A constant stream of amazing projections, further enhanced the whole experience, a picture of a bare scorched earth with the caption “Sorry future generations, we were drunk on petroleum” particularly grabbed my attention.
One of the stand outs which particularly hit home was ‘Poem’, from the first album, “Cos that’s what we need now to make the place neat, take the homeless man’s rags, no sleeping bags, no place to sleep” . As we all trundled home, we would pass the ever growing numbers of homeless people, huddled up in doorways in the city centre. The song was a truly poignant, hard hitting reflection of what’s happening out there right now.
The anthem ‘Pit Pony’ brought out the most enthusiastic dancing near the stage. An energetic track, tinged with a hint of 50’s guitar lines. It was impossible to resist the temptation to dance to that, and the whole audience swayed along behind the exuberant youths in the front row.
Final song, ‘Thank you’ was dedicated to all the ladies who had influenced Louisa and touchingly she also paid tribute to her young son “for allowing his mum to go on tour”.

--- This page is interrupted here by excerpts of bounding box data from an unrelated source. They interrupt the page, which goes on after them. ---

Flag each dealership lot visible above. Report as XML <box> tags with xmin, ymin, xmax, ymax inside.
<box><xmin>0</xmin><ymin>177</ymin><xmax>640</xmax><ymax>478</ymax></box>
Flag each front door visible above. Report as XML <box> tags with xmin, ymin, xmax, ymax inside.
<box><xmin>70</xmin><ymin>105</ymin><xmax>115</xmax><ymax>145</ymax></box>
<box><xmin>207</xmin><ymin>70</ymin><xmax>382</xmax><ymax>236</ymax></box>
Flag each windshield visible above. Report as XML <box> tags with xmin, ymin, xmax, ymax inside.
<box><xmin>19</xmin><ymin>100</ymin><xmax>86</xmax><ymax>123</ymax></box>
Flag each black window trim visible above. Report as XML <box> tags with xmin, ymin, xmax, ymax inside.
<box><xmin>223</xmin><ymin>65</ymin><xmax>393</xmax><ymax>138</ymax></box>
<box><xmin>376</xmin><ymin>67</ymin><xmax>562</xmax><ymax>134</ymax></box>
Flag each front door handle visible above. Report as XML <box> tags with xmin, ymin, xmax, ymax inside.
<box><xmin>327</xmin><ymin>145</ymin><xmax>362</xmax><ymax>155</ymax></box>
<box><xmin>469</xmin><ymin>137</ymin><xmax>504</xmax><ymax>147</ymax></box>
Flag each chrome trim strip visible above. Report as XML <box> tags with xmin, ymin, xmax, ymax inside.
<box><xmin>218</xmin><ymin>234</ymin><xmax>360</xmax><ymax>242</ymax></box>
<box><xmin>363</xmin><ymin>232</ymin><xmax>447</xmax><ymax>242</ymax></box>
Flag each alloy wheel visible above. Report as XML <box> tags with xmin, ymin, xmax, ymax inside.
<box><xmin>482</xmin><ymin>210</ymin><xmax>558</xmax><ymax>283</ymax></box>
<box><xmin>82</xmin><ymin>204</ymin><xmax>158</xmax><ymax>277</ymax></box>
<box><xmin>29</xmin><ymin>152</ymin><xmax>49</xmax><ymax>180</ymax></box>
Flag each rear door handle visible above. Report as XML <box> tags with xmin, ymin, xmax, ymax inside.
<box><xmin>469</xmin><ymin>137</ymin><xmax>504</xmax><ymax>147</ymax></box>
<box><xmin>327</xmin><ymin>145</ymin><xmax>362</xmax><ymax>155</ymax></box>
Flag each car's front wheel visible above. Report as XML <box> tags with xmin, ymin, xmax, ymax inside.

The audience demanded an encore, so ’No hole in my head’, their recently released single and cover of Malvina Reynolds’ protest song, played the audience out. It’s refreshing that SDTG are compelled to write these songs as we have been waiting a long time for someone to carry on what Billy Bragg started in the 1980s. We need these voices of protest to be heard more than ever in these testing times.